Want to really experience Scotland? Get yourself to Glasgow for a city break you’ll remember for years to come!
So much to see!
Glasgow has so many different sights that it’s best to take a city tour, either by bus, boat or simply walking around, with your eyes wide open and your camera poised at the ready. Start in the city centre and walk out to see attractions such as the Glasgow Cathedral, a Gothic church built in medieval times, the Necropolis cemetery, the Glasgow Cross, the original medieval city centre and of course, Glasgow Central Station. Mitchell Library is the largest municipal public reference library in Europe and Park Circus is a circular ring of charming Georgian town houses that can’t be missed. You can also take a hop-on, hop-off boat trip along the River Clyde, or go further afield to the beautiful Loch Lomond.
Get your museum fix
Glasgow has a surprising amount of top-rated museums and galleries in town. One of the best places to visit in Glasgow is the Kelvingrove Art Gallery and Museum – even if you’re not an art fan, you can still admire the grand building and stunning Victorian architecture.
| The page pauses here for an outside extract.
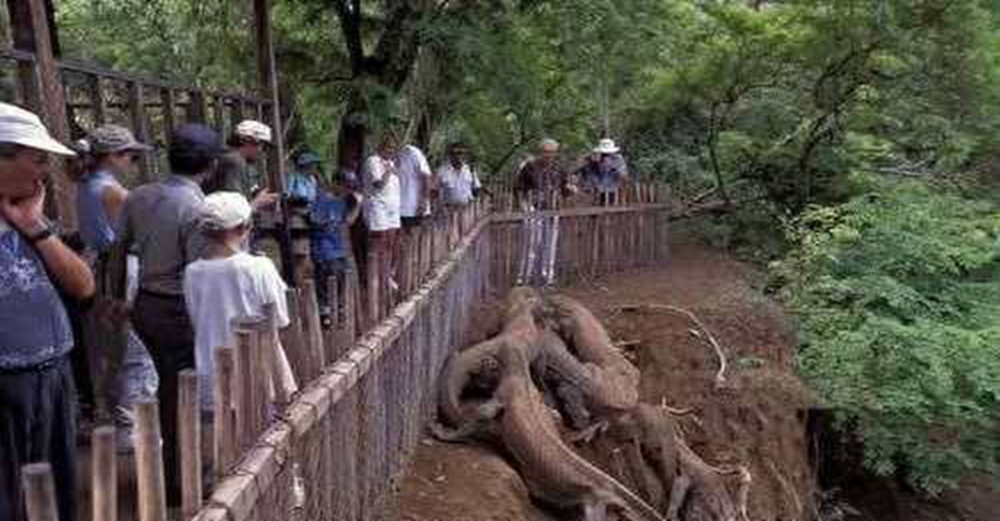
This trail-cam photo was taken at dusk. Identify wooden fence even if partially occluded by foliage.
[17,196,669,521]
Inside, you can wander around one of the finest civic collections in Europe, with everything from armour displays to anthropological artefacts. There are artwork by Monet, Dali and Van Gogh, as well as fossils, wildlife displays and even a Supermarine Spitfire. It’s completely free to enter so it’s well worth a visit. The adjacent Kelvingrove Park is a nice place to relax after you’re all art-ed out!
Sample some whisky
As you’d expect, whisky bars are everywhere in Glasgow and the Scottish love nothing more than putting the world to rights over a few drinks. Visit the award-winning Glengoyne Distillery in Dumgoyne, about 10 miles north of Glasgow city centre. Founded in 1833, Glengoyne is the only distillery producing Highland single malt whisky matured in the Lowlands. It’s open all year round and you can take a guided tour around the warehouse (with whisky tasting included, of course!), stock up on rare whiskies to take home, or even create your very own Glengoyne Highland single malt.
Stop for a cup of tea
If you’re not quite ready for the hard stuff, you can enjoy a delightful afternoon tea in Glasgow. The Willow Tea Rooms in Sauchiehall Street are by far the most famous tearooms, designed by Scottish architect Charles Rennie Mackintosh, even right down to the waitresses’ uniforms! Taste traditional Scottish treats such as Lapsang Souchong smoked salmon sandwiches, Cullen skink soup, and of course, rich buttery shortbread in the decadent Room de Luxe, created in the early 1900s.
Glasgow is famous for its music, whether it’s underground rock bands following in Oasis’ footsteps at King Tut’s Wah Wah Hut, or the Royal Scottish National Orchestra playing a sold-out show at the Glasgow Royal Concert Hall. Live music fans should spend a night bar-hopping between well-known establishments like King Tut’s, the Barrowland Ballroom and the Glasgow O2 Academy, while lovers of classical music should try to get tickets to the city’s various theatrical venues, such as the Royal Scottish Academy of Music and Drama, the Panopticon Music Hall, and St Andrews in the Square.